Now, we must remember that Messrs. Slidell and Mason were not refugees. They were not in the position of the Hungarian leaders in Turkey. At the time of their seizure they were actually engaged in carrying on a rebellion against the Federal Government. They were not taken merely because they were Southerners or rebels. The members of their families and retinues, excepting their secretaries, who held official places, were allowed to proceed on their voyage. They were seized as rebel leaders, then and there engaged in a rebellious mission. Should we permit Frenchmen openly to carry on a rebellion in London against the Emperor of the French? England and the English flag are asylums for political refugees, but not for men actually engaged in rebellion.
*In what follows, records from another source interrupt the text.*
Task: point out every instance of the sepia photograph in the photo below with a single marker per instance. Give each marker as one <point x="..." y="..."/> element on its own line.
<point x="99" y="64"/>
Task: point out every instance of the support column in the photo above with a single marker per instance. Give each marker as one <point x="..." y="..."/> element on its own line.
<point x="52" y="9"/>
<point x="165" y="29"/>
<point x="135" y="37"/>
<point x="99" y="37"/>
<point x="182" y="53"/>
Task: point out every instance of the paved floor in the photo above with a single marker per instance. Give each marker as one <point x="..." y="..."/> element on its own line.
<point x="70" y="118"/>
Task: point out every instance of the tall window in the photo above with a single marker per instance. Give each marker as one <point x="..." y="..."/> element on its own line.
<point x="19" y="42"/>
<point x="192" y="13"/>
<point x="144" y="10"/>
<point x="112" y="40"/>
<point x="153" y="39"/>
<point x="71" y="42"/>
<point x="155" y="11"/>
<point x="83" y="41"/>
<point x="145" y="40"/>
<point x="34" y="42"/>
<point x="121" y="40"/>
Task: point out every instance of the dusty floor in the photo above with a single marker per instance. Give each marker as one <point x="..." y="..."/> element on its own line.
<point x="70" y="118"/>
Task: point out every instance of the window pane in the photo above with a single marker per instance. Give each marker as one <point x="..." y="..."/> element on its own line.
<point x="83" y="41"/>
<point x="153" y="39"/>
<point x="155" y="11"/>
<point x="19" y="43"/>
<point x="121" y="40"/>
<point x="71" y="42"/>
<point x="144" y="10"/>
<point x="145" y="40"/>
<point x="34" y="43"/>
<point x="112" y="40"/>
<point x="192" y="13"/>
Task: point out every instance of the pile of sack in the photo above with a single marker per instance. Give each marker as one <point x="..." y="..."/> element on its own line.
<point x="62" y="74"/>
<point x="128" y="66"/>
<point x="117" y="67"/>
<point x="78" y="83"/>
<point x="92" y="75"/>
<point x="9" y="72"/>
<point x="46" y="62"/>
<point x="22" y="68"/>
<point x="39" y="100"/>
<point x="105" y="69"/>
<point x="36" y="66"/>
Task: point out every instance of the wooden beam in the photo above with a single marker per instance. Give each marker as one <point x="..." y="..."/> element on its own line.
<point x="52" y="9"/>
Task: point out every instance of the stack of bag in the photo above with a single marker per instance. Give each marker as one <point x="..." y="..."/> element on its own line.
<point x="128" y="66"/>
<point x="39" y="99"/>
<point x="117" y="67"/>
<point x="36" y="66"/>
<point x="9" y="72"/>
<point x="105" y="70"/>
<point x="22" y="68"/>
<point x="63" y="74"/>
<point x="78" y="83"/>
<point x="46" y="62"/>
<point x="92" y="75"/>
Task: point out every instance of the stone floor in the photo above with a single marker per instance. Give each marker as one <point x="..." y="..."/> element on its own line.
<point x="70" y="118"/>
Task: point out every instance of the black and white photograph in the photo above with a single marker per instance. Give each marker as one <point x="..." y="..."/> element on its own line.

It will be urged that secession is not rebellion. We reply that till this moment we do recognise the Federal Government, but we do not recognize the Confederate Government. We may sympathize with the cause of the South, but we ought not to acknowledge Southern independence until it is achieved. Canada might revolt from England, and ultimately oblige us to acknowledge her independence; but we should justly complain if, during the struggle, the Federal Government treated Canada as an independent State, and that whilst at peace with England.